Camilla Kechairi a 20 ans, elle habite Grenoble. La semaine, elle est étudiante boursière en LEA (langues étrangères appliquées) anglais-arabe. Le samedi, elle est vendeuse chez H&M. Ce job cumulé à sa bourse lui permet de payer son loyer. Camilla ne vit plus chez ses parents. Ces derniers habitent trop loin de son lieu d’étude. « Habituellement, ça roule tout seul  mais cette année c’est surréaliste, c’est la première fois qu’ils me font ce coup-là », commente l’étudiante. « Comme tous les ans, j’effectue ma demande à l’heure. Comme tous les ans, en juillet, je reçois la notification de bourse conditionnelle. Sauf que là, on m’indique que mon dossier est en attente de décision parce qu’il faut que je prouve par un courrier que mes parents ne perçoivent aucun revenu de l’étranger. Déjà, je ne comprends pas le rapport avec mes parents alors que je ne vis plus chez eux. Ensuite, pourquoi me poser la question cette année alors que j’effectue une demande tous les ans.
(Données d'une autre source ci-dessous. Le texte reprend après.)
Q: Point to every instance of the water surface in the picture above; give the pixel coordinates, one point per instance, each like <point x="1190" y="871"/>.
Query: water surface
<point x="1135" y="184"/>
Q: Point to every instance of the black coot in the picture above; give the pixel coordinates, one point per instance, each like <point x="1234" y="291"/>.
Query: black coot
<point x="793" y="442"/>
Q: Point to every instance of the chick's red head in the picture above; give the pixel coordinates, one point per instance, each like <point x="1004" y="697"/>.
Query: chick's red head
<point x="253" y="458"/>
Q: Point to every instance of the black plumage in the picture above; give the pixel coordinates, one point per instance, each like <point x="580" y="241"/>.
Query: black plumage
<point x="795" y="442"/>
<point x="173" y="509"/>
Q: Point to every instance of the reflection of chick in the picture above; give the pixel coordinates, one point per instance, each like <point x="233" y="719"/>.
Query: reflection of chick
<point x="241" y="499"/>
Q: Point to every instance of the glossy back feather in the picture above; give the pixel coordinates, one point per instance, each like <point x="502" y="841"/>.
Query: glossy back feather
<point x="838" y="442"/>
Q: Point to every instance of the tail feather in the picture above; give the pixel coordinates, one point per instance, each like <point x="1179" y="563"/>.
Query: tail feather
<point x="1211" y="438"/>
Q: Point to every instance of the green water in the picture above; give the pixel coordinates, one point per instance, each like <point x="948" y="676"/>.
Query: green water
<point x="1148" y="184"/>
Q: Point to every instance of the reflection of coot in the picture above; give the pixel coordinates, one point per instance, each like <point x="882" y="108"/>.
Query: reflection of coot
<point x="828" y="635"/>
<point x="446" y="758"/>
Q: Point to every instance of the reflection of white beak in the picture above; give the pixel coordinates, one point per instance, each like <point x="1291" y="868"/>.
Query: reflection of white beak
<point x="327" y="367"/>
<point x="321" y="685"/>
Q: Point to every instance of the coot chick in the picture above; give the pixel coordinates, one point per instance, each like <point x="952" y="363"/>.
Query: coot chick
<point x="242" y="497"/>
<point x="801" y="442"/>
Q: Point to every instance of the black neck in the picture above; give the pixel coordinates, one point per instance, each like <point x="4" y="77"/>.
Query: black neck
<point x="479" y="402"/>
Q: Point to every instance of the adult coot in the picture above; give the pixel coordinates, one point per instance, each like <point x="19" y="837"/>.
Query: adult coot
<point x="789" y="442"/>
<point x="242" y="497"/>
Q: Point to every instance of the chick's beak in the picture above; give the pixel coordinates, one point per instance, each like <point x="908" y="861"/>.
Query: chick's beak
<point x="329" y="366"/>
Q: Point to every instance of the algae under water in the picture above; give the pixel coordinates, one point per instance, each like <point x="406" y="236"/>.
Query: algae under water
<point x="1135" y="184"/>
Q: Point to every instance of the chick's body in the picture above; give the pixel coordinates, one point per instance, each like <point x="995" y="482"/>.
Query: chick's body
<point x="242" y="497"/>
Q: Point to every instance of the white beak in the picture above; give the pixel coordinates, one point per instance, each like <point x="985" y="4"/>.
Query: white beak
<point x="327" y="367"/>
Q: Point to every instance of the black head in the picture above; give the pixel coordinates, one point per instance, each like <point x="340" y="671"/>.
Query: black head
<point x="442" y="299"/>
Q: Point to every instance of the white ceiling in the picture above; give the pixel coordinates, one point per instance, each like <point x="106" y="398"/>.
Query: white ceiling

L’an dernier aussi c’était mes parents. Rien n’a changé dans notre situation familiale ». 

Elle poursuit, contrariée. « C’est la première fois que j’entends cette histoire. Autour de moi, tout le monde est étonné aussi. Je suis née ici. Mes parents ont toujours travaillé en France, ils ont toujours perçu des revenus ici. Je me suis sentie super mal, comme si j’étais la fille d’un voyou qui détourne des fonds… Qu’est-ce qu’elle veut dire cette question ? Est-ce qu’ils auraient posé la question et retardé la procédure si j’avais eu un nom de famille qui sonnait plus « français »?. Pour résoudre la situation, Camilla s’est rendue au CROUS de Grenoble. « Je leur ai fait part de mon indignation. Même l’employée de l’accueil ne comprenait pas. Elle était étonnée. Elle m’a expliqué que « généralement c’était pour les étudiants étrangers ». Je leur ai demandé de revoir le dossier et ça s’est finalement réglé ».

De toutes ces situations, nous avons essayer de parler avec le CROUS pour tenter de comprendre les retards de versement. Comme la plupart de ces étudiants, nous avons été, à chacune de nos tentatives, mis en attente pendant plusieurs minutes. Comme la plupart de ces étudiants, nous n’avons pas réussi à les joindre.

Sur Twitter, le CROUS de Créteil est relativement réactif. Je les ai moi-même contactés pour en savoir plus sur ma propre situation. « Bonjour, est-il prévu que nous recevions nos bourses avant l’été prochain », demandais-je.

Réponse sur un ton humoristique du community manager du Crous de Créteil :' »Oui, bien sûr, c’est prévu avant la fin de l’année universitaire ». « Pas sûre que cela soit approprié en pareilles circonstances.